When a nitro rc sits for a long period of time ,its not just the engine you have to clean an do maintenance on.
The tank an the internals could be plugged or rotted as well!
But if you got plenty of fuel going out of the pipe ,maybe too much ,then the needles could be open too much.

The HSN needle on that engine should not ecceed past 2 turns from closed ,I guessed at 1 1/2.
If the o-ring is still in tack ,you can try to put a little vasaline on them.
There is some little tricks out there that you can use.
Make sure that the fuel lines are good an in their proper places an none of them leak.
Make sure that the fuel tank does not leak ,an holds the back pressure from the muffler.
 
Just so you are aware, there should be a fine mist of gray smoke (which is kind of unburned and exhaust all at once) from your exhaust.

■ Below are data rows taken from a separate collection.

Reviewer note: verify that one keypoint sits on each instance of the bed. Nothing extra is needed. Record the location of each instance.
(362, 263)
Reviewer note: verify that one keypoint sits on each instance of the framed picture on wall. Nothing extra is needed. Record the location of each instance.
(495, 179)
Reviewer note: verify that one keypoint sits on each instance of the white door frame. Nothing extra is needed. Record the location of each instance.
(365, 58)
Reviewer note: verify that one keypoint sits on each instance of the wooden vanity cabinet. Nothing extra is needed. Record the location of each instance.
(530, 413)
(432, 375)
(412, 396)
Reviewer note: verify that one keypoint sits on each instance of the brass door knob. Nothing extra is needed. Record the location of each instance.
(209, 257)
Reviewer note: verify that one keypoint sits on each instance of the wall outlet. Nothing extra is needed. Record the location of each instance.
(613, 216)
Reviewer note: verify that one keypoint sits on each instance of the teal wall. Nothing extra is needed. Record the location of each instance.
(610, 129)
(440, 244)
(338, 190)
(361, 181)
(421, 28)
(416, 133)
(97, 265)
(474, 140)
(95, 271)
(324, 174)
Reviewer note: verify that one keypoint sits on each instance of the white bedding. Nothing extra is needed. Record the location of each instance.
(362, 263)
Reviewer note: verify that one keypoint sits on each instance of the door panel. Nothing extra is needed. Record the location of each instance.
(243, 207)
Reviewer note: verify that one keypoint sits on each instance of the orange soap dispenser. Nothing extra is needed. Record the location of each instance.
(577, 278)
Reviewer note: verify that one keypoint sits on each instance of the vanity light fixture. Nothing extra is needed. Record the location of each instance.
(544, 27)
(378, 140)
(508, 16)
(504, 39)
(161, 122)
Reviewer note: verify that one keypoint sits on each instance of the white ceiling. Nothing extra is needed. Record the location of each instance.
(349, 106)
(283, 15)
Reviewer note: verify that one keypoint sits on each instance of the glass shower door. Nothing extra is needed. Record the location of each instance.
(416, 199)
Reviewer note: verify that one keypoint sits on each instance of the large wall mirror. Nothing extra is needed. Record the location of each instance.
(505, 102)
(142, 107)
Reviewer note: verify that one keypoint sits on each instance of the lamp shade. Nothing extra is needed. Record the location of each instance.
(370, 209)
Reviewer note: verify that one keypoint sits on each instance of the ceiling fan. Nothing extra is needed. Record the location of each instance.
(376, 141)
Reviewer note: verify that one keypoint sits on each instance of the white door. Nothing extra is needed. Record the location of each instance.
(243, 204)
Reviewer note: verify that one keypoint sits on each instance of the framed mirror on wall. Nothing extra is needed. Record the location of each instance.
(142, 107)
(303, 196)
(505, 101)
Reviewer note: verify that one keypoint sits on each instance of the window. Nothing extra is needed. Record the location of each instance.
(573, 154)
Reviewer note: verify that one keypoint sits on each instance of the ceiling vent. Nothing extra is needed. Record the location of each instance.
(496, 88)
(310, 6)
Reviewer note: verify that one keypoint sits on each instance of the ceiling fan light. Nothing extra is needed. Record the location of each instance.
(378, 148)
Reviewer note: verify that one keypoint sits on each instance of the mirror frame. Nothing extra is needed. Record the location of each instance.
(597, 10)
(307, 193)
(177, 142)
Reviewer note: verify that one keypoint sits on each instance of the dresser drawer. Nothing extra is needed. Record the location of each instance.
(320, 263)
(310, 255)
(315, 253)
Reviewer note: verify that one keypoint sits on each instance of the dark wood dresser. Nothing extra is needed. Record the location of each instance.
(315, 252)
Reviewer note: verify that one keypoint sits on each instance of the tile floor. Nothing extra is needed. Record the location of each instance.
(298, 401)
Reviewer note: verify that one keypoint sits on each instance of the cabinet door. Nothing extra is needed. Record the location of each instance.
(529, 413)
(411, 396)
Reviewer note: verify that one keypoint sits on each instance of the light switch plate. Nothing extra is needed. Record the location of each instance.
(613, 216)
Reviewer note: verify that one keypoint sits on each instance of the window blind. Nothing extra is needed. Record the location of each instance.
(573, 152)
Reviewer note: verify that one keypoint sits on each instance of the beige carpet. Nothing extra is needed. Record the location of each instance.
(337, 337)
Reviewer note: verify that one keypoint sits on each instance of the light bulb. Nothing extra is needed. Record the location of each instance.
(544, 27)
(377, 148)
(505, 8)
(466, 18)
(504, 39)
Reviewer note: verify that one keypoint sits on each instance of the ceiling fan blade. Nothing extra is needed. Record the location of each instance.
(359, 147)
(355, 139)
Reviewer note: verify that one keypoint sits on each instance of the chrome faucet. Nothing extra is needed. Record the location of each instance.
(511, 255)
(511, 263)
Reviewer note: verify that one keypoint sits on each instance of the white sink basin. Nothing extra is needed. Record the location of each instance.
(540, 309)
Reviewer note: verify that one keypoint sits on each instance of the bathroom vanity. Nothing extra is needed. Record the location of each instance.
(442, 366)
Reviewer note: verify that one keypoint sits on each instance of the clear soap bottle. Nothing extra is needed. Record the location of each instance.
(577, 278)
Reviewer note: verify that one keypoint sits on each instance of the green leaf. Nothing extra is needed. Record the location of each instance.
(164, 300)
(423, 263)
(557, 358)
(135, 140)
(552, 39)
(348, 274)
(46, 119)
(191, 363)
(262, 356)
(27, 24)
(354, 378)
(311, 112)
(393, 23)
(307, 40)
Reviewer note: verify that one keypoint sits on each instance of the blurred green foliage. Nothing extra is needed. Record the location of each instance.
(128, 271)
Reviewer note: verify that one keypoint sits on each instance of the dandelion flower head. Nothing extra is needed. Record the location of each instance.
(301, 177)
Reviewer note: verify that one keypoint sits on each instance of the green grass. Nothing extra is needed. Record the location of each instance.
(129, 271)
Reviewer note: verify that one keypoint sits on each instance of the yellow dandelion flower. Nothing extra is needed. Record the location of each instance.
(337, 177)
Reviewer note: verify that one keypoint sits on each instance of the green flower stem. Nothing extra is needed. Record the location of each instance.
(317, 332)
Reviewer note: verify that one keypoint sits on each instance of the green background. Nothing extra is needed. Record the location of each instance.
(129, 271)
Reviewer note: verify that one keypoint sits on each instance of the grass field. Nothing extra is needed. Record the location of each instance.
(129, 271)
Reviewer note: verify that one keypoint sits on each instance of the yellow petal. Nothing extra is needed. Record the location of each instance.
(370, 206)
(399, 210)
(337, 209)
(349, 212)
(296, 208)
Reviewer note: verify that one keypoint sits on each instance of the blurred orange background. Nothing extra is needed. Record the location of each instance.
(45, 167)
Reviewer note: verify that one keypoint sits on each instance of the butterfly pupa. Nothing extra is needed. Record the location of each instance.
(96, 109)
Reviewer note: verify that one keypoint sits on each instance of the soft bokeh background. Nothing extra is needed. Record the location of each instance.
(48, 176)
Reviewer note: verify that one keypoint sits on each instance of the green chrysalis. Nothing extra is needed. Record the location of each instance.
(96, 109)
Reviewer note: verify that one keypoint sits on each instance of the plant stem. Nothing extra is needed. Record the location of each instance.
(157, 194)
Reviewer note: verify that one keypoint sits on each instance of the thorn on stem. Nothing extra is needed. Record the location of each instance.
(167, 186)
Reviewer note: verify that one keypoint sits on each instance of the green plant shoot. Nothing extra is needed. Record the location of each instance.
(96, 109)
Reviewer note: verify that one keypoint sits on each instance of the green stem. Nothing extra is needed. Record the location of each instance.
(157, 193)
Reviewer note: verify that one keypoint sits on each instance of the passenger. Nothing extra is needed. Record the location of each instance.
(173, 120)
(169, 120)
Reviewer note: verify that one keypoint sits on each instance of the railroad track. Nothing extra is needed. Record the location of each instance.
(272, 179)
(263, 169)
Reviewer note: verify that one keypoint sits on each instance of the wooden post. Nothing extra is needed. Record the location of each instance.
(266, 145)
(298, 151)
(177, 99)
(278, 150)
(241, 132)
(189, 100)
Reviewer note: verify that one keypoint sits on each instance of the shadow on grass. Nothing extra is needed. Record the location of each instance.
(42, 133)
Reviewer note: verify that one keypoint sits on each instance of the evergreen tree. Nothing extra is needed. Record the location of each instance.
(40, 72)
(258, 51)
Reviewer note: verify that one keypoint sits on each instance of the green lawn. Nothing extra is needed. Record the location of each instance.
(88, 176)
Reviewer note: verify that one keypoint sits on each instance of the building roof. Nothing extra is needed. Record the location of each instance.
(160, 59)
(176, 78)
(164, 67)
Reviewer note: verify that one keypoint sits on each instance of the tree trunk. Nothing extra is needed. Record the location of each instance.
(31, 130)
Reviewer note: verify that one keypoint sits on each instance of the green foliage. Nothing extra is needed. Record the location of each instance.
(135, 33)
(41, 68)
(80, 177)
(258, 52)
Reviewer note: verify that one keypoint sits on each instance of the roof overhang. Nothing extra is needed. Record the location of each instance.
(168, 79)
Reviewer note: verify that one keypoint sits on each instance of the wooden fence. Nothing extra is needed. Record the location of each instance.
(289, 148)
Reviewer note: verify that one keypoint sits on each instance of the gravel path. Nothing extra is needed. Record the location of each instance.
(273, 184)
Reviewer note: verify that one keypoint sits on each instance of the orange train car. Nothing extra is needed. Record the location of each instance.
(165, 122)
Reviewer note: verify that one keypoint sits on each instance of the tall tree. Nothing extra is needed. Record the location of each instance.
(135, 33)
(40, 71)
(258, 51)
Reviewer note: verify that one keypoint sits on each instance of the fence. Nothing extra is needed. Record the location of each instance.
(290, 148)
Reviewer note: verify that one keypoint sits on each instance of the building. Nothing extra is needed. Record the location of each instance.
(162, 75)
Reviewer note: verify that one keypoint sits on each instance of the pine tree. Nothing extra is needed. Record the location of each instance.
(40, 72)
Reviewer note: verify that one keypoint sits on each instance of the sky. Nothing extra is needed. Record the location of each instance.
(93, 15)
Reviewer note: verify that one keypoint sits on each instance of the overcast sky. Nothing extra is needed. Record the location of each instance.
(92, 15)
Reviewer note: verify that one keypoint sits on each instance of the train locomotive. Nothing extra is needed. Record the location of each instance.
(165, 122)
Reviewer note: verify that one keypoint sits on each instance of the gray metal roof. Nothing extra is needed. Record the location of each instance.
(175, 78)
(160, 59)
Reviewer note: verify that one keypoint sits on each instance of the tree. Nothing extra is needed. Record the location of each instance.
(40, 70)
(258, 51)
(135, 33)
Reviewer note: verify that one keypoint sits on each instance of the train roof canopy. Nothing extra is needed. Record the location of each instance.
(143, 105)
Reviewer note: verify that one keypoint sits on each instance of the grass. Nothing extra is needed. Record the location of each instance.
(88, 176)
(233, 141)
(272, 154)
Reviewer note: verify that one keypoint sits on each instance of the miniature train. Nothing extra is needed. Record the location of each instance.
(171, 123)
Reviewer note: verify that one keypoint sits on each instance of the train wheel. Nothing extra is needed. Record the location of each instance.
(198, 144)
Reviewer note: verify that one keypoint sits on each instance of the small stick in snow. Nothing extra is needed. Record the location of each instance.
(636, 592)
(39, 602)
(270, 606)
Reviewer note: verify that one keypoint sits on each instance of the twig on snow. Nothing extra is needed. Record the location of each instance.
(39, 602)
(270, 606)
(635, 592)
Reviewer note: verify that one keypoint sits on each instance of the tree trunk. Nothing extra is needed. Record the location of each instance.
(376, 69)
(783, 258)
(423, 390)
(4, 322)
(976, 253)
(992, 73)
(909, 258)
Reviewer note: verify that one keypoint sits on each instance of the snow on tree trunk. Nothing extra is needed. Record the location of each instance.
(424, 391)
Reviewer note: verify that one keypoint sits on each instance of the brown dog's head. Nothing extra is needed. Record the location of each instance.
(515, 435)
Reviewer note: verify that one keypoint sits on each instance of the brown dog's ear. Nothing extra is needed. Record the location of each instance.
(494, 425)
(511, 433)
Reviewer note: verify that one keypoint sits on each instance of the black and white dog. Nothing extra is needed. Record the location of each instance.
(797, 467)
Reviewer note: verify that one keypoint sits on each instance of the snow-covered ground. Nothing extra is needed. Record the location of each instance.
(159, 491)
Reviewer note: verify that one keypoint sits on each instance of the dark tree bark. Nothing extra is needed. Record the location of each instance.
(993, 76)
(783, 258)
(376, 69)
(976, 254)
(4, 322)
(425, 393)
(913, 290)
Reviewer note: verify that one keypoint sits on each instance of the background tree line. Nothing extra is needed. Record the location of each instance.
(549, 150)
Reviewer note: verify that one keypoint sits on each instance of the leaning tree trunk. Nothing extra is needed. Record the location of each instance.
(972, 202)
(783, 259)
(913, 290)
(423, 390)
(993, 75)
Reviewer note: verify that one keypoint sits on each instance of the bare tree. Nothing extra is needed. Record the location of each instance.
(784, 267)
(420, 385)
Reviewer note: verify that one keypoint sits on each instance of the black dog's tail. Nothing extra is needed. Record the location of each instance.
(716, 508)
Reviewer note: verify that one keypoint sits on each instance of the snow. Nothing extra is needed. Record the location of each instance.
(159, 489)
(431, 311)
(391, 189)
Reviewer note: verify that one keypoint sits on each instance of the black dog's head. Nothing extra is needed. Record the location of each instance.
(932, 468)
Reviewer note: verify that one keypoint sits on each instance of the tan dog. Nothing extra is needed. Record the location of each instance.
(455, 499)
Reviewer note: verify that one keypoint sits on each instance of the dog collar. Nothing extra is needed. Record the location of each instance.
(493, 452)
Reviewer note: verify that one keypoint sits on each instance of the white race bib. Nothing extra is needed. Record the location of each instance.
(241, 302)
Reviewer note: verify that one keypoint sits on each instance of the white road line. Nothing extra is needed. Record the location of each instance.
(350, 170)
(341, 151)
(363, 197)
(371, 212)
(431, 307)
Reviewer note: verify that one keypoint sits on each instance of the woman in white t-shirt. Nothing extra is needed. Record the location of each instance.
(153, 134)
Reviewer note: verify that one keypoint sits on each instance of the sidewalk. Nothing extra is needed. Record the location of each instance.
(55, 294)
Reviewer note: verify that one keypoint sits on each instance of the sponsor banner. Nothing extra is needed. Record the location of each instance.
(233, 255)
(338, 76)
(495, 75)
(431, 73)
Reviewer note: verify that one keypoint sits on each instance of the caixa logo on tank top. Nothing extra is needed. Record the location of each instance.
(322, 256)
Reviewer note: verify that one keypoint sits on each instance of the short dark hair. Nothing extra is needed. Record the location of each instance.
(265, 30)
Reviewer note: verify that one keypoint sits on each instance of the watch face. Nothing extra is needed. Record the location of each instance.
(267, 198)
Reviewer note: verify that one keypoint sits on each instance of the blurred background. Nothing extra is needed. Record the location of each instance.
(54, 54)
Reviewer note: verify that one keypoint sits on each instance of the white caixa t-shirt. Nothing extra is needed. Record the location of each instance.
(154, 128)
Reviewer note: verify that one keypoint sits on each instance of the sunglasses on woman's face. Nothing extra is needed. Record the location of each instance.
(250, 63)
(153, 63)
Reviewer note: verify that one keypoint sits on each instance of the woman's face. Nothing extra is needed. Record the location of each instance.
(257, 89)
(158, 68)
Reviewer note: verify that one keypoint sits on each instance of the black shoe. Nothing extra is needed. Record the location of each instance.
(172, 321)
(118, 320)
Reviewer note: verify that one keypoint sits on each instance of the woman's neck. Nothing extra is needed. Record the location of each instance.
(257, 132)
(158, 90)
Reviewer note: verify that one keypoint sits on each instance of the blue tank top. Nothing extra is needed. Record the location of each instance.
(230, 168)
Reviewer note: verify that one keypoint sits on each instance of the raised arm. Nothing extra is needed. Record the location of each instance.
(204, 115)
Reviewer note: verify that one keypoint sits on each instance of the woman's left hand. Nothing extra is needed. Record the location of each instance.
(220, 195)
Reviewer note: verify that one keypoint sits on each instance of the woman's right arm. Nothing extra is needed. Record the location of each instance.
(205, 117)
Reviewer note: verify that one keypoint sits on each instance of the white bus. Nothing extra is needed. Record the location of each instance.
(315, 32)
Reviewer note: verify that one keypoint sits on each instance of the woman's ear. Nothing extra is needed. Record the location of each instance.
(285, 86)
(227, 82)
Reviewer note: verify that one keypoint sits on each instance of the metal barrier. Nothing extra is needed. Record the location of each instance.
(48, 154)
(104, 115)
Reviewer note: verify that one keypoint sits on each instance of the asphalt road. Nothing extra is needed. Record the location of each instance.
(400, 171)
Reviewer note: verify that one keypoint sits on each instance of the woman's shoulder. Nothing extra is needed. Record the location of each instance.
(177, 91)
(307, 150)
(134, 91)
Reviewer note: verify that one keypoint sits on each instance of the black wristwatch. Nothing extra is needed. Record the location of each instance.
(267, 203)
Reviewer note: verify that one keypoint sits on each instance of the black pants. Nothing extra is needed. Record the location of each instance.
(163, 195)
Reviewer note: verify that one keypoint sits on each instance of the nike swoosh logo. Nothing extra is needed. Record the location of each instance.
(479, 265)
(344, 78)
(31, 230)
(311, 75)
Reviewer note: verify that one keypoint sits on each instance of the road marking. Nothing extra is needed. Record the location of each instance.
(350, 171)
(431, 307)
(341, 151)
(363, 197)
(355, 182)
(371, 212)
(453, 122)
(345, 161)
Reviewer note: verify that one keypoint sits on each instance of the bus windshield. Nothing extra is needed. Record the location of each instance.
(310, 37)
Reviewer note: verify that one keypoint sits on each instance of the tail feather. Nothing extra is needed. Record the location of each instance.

It sounds to me like you have WAY too much but a little is ok... A LITTLE!!!
If you are sure that you're missing that o-ring, you need to get it back in there. It will never run propper without it. The green slime helps to prevent tearing and sticking on the o-ring as it is installed as well as future adjustments. The green slime was designed for orings in shocks and it seems that it's the best stuff for them. Vaseline will work as a lube but it seems that for shocks and for these needles, the slime is the preferred method.
I don't know about direct shipping from duratrax.
 
Seems like the link to the tuning flow chart give a good read at the other guide too. Once you understand what's going on, you'll get your head round it in no time.